I have explained to some extent the first question. Would you participate and reply
on both the questions.
The intermittent bug is a invisible bug. This nightmare is hard to observe, yet often enough that it can’t be ignored. You can’t debug because you can’t find it.
You will start to doubt it after a long time. It obeys the same laws of logic as else. What makes it difficult is that it occurs only under unknown conditions. Try to record the circumstances under which the bug does occur, so that you can guess what the variability it has.
Intermittent Bugs are the type of bugs which are not having consistent behavior. Means if you execute same test 2 times on any application, each time it will give you some different result. May be you get it again on executing 3rd time.
Because of the Intermittent behavior of bug, it never be easy to reproduce.
What we can do only is : Write the exact steps of testing with the Test Data entered, then note the final result of 1st testing, if possible, attache the screen shot. Do the same 2nd time and write the result of 2nd time, also screen shot. So like this we can get some results with us and based on that we can reproduce the bug.
Please feel free to ask any doubts regarding Software Testing & ISTQB.
GOOD LUCK !
lol, this again comes back down to what your expected traffic profile is and what is the risk you are way off on the numbers and what kind of system you have. If it is a closed system where you can manage the user base, then this is better than if it is an open system, where the traffic is uncontrolled.
Also, a spike test might be relevant if you have a predicted large number of requests in a short space of time to consider, this would probably be the peak load or definitely push the system beyond the peak, again all depends on the sut. A black friday deal website for example would need this tested to death nearer the black friday event especially if there are good bargains to be had, and the marketing campaign brings people from far and wide.

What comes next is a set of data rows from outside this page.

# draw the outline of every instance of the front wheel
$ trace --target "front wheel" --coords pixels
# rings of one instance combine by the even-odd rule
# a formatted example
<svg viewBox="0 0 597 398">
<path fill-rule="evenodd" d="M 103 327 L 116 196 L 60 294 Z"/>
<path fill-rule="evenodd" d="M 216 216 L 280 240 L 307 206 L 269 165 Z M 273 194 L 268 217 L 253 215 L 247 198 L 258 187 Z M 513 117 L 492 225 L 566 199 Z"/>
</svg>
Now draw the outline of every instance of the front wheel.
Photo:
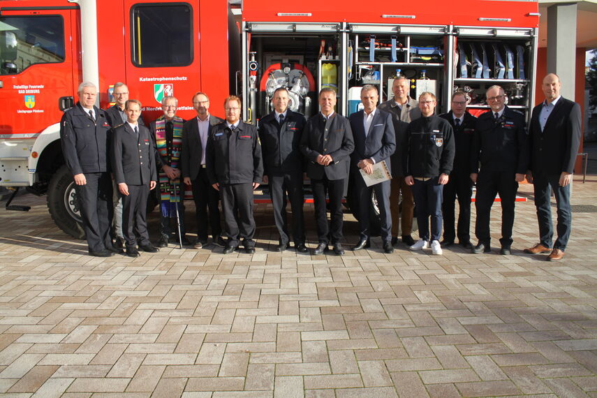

Another worry may be brought to light when the data increases to say 3-5 years worth of data, if the response times slow down then, would this bring the contingency levels down below the peak load level.
Then again if the peak load will never be breached and the system performs ok up to 30% beyond the peak level for a defined period of time, then all might be good and the system has been designed very well to meet these limits.
It sadly all depends what is acceptable, it sounds like you may be getting close to the vendors limits and they wont want you going higher, it might take you to say we need to be able to sustain 100% on top of peak for x minutes to pass a stress test, and see if they start to sweat/cry
With all of this, it’s all about managing the risk, and not being sat there on go live day getting a peak load that kills the system and gives you all a headache that could have been avoided.